The New Year’s special of Sherlock, The Abominable Bride ($11-$15 on Amazon) is… well, okay.  Keep in mind that if you’re waiting for Amazon instead of broadcast, you’ve got to wait until the 7th, because…. reasons?  (Dammit BBC, you’d think you’d learn.)

That said, it has some really good lines in it, and the first hour was pretty compelling1. But the third act… well, Cat Valente and I had a brief exchange on Twitter that sums it up.

Again, it’s not bad by any stretch of the imagination. Cumberbatch is, well, delightfully Cumberbatchian. Mrs. Hudson gets a few good lines, and the plot (again, at least in the first two acts) highlights exactly how overlooked and misused women are.

But the resolution of the story once again swivels the spotlight off the women and squarely onto not just Sherlock, but he, John Watson, and Moriarty. The shift in focus to the male characters once the “aren’t we clever” twist is revealed is jarring, especially since we finally had meaningful female characters on this show. (Mary Watson doesn’t count, for reasons I talk about here: https://ideatrash.net/2014/02/why-donna-noble-is-stronger-than-mary.html)

And the twist itself – after the initial “Oh, that is clever” reaction that it warrants – is then repeatedly shoved at you in a manner that is, I presume, intended to disorient. This isn’t inherently bad either; but when we reach the conclusion, we’re to believe that Sherlock has gotten it all straight and clear… while we, the audience, are left with many many questions about what is real and what isn’t unanswered, and perhaps, unanswerable.

The thing that always annoyed me about the original Holmes stories was the way that Sherlock would have information that you did not. And while there are plenty of hints that Sherlock’s friends think he’s an unreliable narrator2, we as the audience are clearly meant to still trust in this not-a-hero.

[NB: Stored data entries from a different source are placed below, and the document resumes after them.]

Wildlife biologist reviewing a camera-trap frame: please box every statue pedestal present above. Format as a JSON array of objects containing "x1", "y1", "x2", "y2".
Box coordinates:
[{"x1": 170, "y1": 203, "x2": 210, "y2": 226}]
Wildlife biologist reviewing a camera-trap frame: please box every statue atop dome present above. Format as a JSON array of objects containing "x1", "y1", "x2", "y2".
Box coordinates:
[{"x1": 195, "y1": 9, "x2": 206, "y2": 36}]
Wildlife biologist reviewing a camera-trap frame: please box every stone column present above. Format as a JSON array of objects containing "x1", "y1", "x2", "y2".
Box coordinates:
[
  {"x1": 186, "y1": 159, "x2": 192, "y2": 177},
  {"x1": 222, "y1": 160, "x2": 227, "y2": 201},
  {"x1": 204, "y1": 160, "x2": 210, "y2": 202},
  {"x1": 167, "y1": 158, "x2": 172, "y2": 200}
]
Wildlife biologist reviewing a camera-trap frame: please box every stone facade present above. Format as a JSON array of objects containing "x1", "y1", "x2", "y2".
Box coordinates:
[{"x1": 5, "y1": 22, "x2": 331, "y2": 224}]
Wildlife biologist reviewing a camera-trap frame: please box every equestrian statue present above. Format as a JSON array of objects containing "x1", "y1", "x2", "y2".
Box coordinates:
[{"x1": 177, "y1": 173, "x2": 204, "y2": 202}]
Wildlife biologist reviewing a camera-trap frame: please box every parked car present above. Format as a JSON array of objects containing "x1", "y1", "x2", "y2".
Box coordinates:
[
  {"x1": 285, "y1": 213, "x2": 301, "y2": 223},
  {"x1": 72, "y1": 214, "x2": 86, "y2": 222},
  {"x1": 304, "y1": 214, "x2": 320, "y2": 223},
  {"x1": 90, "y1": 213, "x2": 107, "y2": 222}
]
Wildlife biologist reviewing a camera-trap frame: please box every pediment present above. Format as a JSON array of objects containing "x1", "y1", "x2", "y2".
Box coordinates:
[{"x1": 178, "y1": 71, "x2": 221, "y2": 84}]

I understand that it’s difficult to write a super-intelligent character. It’s fiendishly hard to have a character solve a mystery before the reader/audience while still providing all the information.

But that possibility – that we get all the same information, but do not correctly deduce, do not observe well enough – is what makes the detective elements of Sherlock Holmes compelling.

Simply being confusing and vague in order to seem intelligent is David Lynch’s territory. With Twin Peaks coming back, there’s no need for Moffat and Gatiss to use that formula as well.

1 Gatiss in a fat suit, however, was not.
2 Now, if Gatiss and Moffatt actually followed that and had Sherlock become an unreliable narrator due to his egotism and drug use, and led us as audience down that path… well, that would be interesting.